The Mac Mini - whose name no doubt deliberately echoes that of the iPod Mini to better appeal to the subconscious desires of the iPod generation, and whose tiny size, 6.5 inches by two inches and barely three pounds in weight, was shown onscreen by Mr Jobs with an iPod Mini to further cement the association - is designed to make converting to the Mac a cinch.
It is an extremely low-cost machine (€519 including VAT in the Republic) but comes in a tiny carrying box because it doesn't include a monitor, keyboard or mouse (it is, as Mr Jobs said, "BYOKMD - bring your own keyboard, mouse and display").
That might seem insane at first but, when you realise it enables a Windows user to unplug a Windows machine from the KMD he or she already owns, connect up the tiny Mac, and go Apple, you see the method in the madness.
"We want to price this Mac so that people who are thinking of switching have no more excuses," said Mr Jobs in his keynote, which was broadcast live to European press and resellers in Paris.
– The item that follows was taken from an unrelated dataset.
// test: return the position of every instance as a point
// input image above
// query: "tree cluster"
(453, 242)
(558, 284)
The Mac Mini comes in two versions, with a high-specification G4 chip, a choice of a 40 or 80 gig hard drive, and 516 megs of memory as standard, and includes almost all the software the big Macs come with, which means owners of older PCs can considerably upgrade their computer and capabilities at minimal cost.
Displays now routinely outlast the computers they are sold with, anyway, so the notion of selling a box without display may come to be yet another standard procedure pioneered by Apple then followed by the PC industry at large.
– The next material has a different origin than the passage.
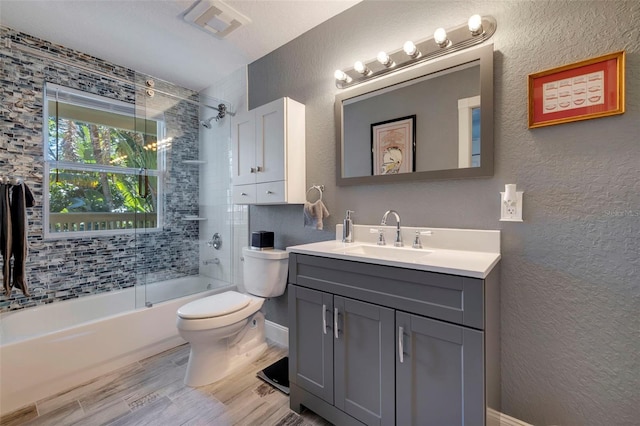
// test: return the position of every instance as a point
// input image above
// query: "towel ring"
(319, 188)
Combined with better-than-expected results, and better-than-expected predictions from Apple for the next quarter, the announcement of the Mac Mini and a new low-cost iPod called the iPod Shuffle (€99 including VAT in the Republic) sent Apple's shares upward, although they initially tumbled slightly following the product announcements, no doubt because the low-cost products mean lower margins than the company is used to.
However, after the results were announced, investors no doubt were also cheered by the success of Apple's stores, which doubled revenue of a year earlier, to €561 million (€424 million).
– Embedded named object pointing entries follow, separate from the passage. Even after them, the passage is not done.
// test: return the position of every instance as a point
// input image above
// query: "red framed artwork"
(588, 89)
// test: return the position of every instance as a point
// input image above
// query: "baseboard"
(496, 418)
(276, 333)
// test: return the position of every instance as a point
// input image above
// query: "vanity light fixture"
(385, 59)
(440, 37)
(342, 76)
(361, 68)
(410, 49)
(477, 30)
Mr Jobs said on Tuesday that the huge London Apple Store which opened in November is the biggest in the chain and the second-highest grossing worldwide. He said Apple will open several more UK stores this year, although it is understood there are no plans for an Irish store.
Apple's retail success with its own stores is in stark contrast to manufacturers such as Gateway, which has closed stores worldwide.
Many analysts seem to find Apple's strategy convincing.
"We believe the Mac Mini will increase the percentage of iPod-toting Windows users who purchase a Mac by almost threefold," wrote Needham analyst Mr Charles Wolf in a research note that came ahead of Apple's earnings statements.
Other analysts noted that the increase in Mac sales mentioned in this week's results, prior to the introduction of the Mac Mini, indicated the predicted "halo effect" the iPod would have on bringing in new Mac converts had already begun.
Certainly the iPod remains on the up and up. Several car manufacturers, from Nissan and BMW to Ferrari, will include audio systems that can incorporate an iPod, Mr Jobs said in his speech.
Apple also announced new software products, including Pages, a revamped version of its AppleWorks product intended to take on Microsoft's Word programme.
Following this week's developments, the risks for Apple - which has always followed a strategy of occupying a niche in which it could offer high margins on small sales - are clear. To make money on its low-cost Mac and iPod, it must sell them in huge amounts. The iPod Shuffle and Mac Mini could cannibalise the market share of its more profitable products, too.
But Apple needed to create a compelling way to win new Mac users, and the Mac Mini is a bold - and good-looking - strategy stroke. The company clearly believes that once it adds new users to its extraordinarily loyal user base, it will have them hooked - and willing to upgrade to better-margin Macs further down the line.